Overview

Generative Adversarial Networks (GANs) are a class of deep learning methods which is first proposed by Ian Goodfellow and other researchers at the University of Montreal in 2014 [1]. Two neural networks, a generator, and a discriminator learn in a zero-sum game framework.

The loss formulation of GAN is as follows:

$$ \min_{G} \ \max_{D}V(D,G)= \mathbb{E}_{x\sim p_{data}(x)}\big[ \log D(x) \big] + \mathbb{E}_{z\sim p_{z}(z)} \big[ \log (1- D(G(z))) \big]$$

By sampling from a uniform distribution, generator tries to capture the data distribution, whereas discriminator estimates whether a data sample comes from the real distribution or G. Generator is learned to maximize the probability of D making a mistake.

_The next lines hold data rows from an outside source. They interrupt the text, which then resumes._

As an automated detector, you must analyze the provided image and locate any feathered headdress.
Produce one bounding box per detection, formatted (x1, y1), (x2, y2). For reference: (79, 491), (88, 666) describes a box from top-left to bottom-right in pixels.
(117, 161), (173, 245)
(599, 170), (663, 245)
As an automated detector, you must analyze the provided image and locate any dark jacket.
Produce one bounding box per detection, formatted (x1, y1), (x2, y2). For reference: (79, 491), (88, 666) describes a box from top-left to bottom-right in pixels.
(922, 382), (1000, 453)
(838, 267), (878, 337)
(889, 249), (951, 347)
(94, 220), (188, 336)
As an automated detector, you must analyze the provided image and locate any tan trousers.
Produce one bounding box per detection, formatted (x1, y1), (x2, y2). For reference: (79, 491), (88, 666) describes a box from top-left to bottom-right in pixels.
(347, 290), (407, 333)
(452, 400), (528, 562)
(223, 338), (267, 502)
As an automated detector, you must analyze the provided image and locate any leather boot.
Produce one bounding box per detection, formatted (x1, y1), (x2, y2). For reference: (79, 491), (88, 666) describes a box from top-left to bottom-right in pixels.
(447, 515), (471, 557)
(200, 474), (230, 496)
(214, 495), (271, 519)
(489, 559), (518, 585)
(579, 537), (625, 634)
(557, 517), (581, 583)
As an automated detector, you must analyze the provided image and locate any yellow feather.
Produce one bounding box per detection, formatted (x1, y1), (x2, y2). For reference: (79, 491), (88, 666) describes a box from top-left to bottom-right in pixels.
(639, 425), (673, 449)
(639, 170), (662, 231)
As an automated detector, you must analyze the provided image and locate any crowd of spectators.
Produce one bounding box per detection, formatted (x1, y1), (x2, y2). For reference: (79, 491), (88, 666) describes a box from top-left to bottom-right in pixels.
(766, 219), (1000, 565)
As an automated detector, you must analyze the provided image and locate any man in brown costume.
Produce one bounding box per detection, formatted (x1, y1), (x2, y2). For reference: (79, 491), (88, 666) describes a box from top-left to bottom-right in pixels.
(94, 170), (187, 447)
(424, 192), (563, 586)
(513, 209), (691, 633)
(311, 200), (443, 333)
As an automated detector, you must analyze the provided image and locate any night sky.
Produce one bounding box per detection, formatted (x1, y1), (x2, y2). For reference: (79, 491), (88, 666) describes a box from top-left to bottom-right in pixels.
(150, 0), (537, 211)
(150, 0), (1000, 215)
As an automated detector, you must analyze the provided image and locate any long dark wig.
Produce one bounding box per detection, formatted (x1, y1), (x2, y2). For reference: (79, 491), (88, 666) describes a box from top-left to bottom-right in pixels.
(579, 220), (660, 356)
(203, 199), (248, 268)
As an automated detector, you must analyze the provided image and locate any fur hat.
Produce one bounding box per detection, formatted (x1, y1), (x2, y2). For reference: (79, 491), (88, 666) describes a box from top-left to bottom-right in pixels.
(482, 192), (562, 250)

Since the first paper, GAN variants have shown promising results; however, they suffer from several problems, too. The balance of generator and discriminator is difficult, and there are many situations where gradients may diminish, or the model oscillate and never converges. Even in the success case, there is no guarantee that the latent space represents each node of the real data distribution (mode collapse). Furthermore, the training of GANs is highly sensitive to hyperparameter selection.

In this blog post, I will briefly summarize the additional tricks which lead to better performance of GANs (by reducing the chance of these problems happen), an example of GAN method which produces high-resolution images and an example of conditional GANs, image-to-image translation.

Improved techniques to train GANs

The network architectures in the original paper were fully connected layers. Radford et al. [2] replaced any pooling layers with strided convolutions and fractional strided convolutions in D and G, removed fully connected hidden layers, used batch normalization. They also used ReLU activations in all layers of G, except for the output which uses tanh. By making these improvements, they achieved a good improvement and showed experimental results in face and scene generation.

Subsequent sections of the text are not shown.